Secondary is not necessarily second ratePosted: November 5, 2013
November 5, 2013
When we talk about research for competitive intelligence and other types of research, we tend to classify it into secondary research, or what some people call desk or library research, and primary, that is interview based, research. The unfortunate part of this terminology is that secondary somehow carries with it the inference that it is second rate, while primary is carrying the inference that it is somehow superior.
While primary certainly is critical, particularly to developing CI on issues like intentions and capabilities, secondary research is not only vital to prepare for your primary research, it is also vital in and of itself.
Let me give you an example of that. Some weeks ago Tom Clancy, the well-known author of techno-thrillers, passed away. For those not familiar with the genre, the techno-thriller includes as a major part of its presentation very detailed information on the use of and the capabilities of technology, such as what technology systems can do, how information technology really operates, etc.
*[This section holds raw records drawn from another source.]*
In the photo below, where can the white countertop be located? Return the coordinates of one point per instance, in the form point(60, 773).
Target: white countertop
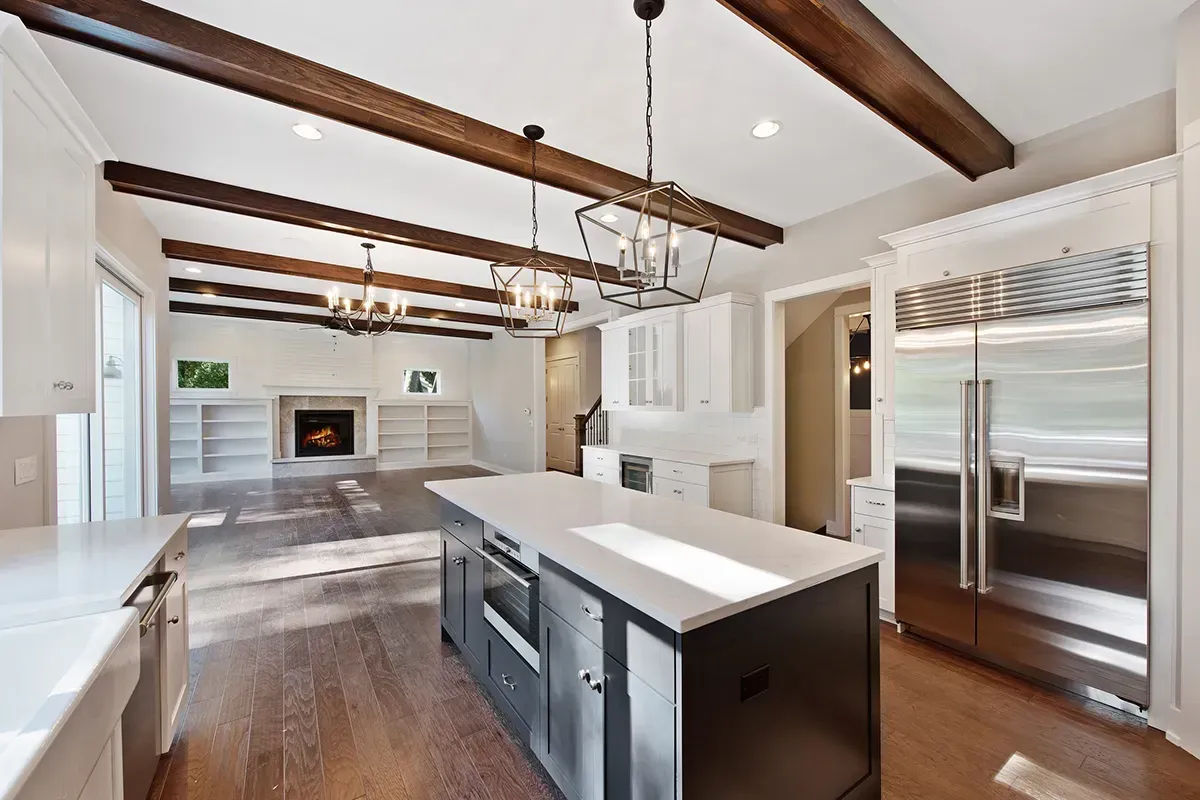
point(84, 663)
point(683, 565)
point(61, 571)
point(883, 482)
point(684, 456)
In Clancy’s case, he dealt with weapons, weapons systems, military tactics and military strategy. The story is told that following the release of his first big hit, The Hunt for Red October, Clancy was interviewed by representatives of US Naval Intelligence. Their concern was that he “obviously” had access to top-secret information that he drew upon when describing the capabilities of both US and Soviet war submarines. Clancy, then an insurance broker by trade, finally was able to convince US Naval Intelligence that he did not access to top-secret information to write his compellingly accurate book. Rather, so the story goes, Clancy told them that everything that was in the book, which was very accurate, he had located in the open source materials made available to him in the reading room at the United States Naval Academy at Annapolis.
So don’t sell secondary research short. And before you jump into your primary research, make sure you have completed your secondary research.